A representar a restauração, outro setor que tem em mãos a responsabilidade de evitar o desperdício, o chef Kiko Martins dá um exemplo prático, mas que reflete tudo o que pode mudar. “Agora, vamos a um restaurante, e é normal servirem-nos casca de batata com um molho. É até cool. Há vinte anos, isso não acontecia e é a prova de que temos que mudar a forma como olhamos para o alimento”.

Seja na alimentação ou em qualquer outro setor ligado ao consumo, o marketing faz a diferença. Aliás, Duarte Roquette, marketeer, acredita que o marketing, enquanto processo que dá resposta a uma necessidade, é o impulsionador da mudança. “Hoje em dia, é difícil lançar um produto para o mercado que não tenha algo ligado à sustentabilidade. Aquilo que começou por ser uma preocupação de um nicho, passou a ser uma moda, que passou a ser uma preocupação real”, acrescenta.

Essa preocupação vê-se efetivamente na mudança que aconteceu em algumas marcas, tal como lembra Susana Santos, diretora de comunicação do El Corte Inglés, que recorda que há vinte anos, havia marcas cujo trabalho passava por convencer o consumidor de que a decoração da casa devia ser mudada todos os anos e de que as peças de roupa não foram feitas para serem usadas mais do que dez vezes. “Isso seria impensável hoje em dia e essas marcas viram-se obrigadas a mudar”, refere.

Uma guerra insustentável

No último painel do dia, Ucrânia e Rússia estiveram em cima da mesa, numa análise que vai muito além da política.

Aline Hall Beuvink, historiadora e professora universitária, lembra que esta guerra começou com o mundo a achar que a Ucrânia não tinha hipótese. “De repente, percebemos que esta é uma luta entre David e Golias”. Para Aline, “a garra dos ucranianos” vem de saberem que se não a tiverem, vão perder a independência, mas também a própria vida. E os impactos serão globais. “Será o fim do mundo como o conhecemos”, garante.

As consequências desta guerra são reais e Miguel Morgado lembra que até mesmo países como a Alemanha, que sempre tiveram uma economia exemplar para o resto da Europa, estão a sofrer com o impacto.

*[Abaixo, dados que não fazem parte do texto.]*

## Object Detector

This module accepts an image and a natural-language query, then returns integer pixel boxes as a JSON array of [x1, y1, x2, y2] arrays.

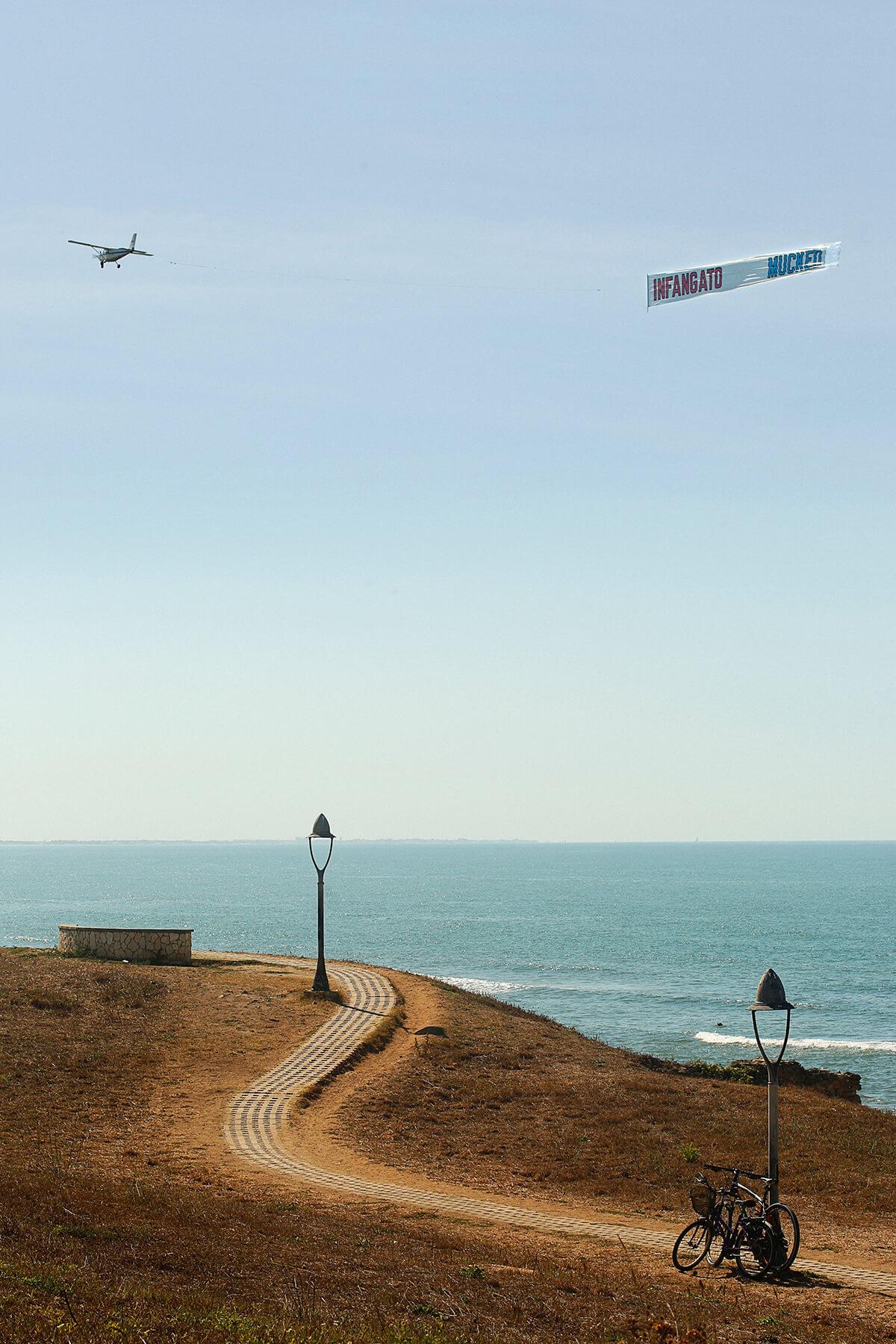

E há uma razão: a dependência energética: “A indústria automóvel sempre foi a menina dos olhos da economia alemã e não parece estar a fazer face ao crescimento do setor dos carros elétricos”, salienta o professor universitário.

José Aramburu Delgado, CEO da Cepsa Portuguesa, também presente na conversa, lembra que esta guerra veio lembrar a importância de diminuir a dependência de terceiros, no que diz respeito à energia. Além disso, acredita que esta cadeia energética diz respeito a todos, desde quem produz até quem consome. “Enquanto empresa, posso oferecer mais energia elétrica do que energia fóssil, mas é preciso que o consumidor esteja interessado nesta mudança. É nosso dever ajudá-lo nessa transição”. 

O evento terminou com a assinatura de protocolo entre a Deco e a Sociedade Ponto Verde para o desenvolvimento de um estudo que vai analisar, junto dos consumidores, a perceção sobre temas como os resíduos, a reciclagem, as taxas pagas e, ao mesmo tempo, perceber as dificuldades sentidas durante esses processos.